Abstract

The bryopsidalean alga Halimeda gained an important role as carbonate producer in Cenozoic tropical coral reefs and became a significant constituent of the modern Mediterranean seaweed flora. There are, however, open questions at which time the thermophile alga appeared in the cooler Mediterranean Sea and why it is not detected in coral reefs of the modern Persian Gulf. To unravel the biogeography and ecology of Halimeda at its northern margin of distribution, we use fossil Halimeda records of the Central Paratethys/Medditerranean for comparison of the geological, (palaeo)ecological and evolutionary dispersal constraints of the alga in the Miocene and Holocene Persian Gulf. The revealed spatial and temporal distribution patterns of Halimeda in the regions of the Mediterranean and Arabian seas identify water temperature as the major ecological constraint and the extreme Plio-Pleistocene climate changes as the motor for the dispersal and evolution of Halimeda in higher latitudes. Generally, the distribution of tropical species in higher latitudes was related to warm climate intervals during the Neogene. Accordingly, the available (palaeo)biogeographic data implies that the warm-adapted ancestors of the present-day Mediterranean H. tuna population possibly entered the Mediterranean Sea during the mid-Pliocene global warmth and became isolated during subsequent cooling.

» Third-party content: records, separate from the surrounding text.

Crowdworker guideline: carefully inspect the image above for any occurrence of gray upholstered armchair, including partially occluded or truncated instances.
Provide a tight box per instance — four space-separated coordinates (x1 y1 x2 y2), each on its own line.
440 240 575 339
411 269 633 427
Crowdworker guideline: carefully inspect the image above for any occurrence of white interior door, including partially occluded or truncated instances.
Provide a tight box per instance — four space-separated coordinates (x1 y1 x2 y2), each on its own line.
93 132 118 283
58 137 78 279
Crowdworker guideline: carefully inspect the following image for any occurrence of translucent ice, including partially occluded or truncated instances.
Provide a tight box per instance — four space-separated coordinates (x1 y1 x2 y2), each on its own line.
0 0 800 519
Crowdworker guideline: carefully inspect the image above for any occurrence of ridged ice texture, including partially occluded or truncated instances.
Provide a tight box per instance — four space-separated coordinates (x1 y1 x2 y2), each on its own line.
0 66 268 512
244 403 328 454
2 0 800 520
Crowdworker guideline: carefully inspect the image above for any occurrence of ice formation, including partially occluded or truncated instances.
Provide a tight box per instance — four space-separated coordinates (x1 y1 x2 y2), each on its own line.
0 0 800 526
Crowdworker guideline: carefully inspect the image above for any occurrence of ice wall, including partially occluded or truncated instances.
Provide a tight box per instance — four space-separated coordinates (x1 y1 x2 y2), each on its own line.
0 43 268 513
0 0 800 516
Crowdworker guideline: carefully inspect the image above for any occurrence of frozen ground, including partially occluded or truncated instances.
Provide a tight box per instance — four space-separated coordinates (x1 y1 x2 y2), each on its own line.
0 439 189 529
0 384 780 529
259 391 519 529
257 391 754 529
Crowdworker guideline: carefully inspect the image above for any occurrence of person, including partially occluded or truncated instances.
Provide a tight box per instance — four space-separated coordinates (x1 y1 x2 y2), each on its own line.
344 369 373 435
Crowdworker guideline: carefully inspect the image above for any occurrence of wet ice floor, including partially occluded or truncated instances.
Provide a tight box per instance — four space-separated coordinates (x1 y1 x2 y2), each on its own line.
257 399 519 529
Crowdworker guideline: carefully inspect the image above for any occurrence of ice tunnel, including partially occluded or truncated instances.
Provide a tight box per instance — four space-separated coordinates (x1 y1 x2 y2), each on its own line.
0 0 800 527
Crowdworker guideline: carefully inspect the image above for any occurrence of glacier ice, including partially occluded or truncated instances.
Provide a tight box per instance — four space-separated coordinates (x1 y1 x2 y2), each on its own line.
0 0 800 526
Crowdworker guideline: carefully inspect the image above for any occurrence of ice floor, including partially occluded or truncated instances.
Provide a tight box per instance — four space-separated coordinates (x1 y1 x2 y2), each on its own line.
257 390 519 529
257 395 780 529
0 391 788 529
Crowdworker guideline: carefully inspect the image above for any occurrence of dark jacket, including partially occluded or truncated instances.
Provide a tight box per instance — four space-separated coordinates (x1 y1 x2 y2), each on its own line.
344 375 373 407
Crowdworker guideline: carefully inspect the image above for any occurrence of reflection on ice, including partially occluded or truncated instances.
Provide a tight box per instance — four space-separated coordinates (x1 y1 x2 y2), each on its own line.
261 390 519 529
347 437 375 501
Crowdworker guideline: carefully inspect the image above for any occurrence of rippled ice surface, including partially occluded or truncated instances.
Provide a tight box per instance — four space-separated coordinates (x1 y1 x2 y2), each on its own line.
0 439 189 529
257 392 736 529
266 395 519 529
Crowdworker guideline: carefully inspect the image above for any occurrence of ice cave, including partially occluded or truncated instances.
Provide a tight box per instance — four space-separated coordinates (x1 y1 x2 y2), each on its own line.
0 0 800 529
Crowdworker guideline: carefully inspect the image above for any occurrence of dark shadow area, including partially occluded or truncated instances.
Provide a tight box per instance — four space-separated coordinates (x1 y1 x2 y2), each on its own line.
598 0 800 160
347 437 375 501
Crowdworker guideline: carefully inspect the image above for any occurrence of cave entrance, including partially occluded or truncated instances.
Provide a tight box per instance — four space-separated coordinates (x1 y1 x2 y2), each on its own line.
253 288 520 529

It also implies that the warm Persian Gulf water is probably unsuitable for the cool-adapted H. discoidea population in the Gulf of Oman and that its tropical ancestors could have reached the Gulf of Oman only during a Pleistocene glacial phase when monsoon-induced upwelling of cold water in the Arabian Sea was reduced and the Persian Gulf fell dry. This example demonstrates the limitation of the actualistic palaeontological approach when using biota at the edges of their distribution range as palaeoclimate proxy.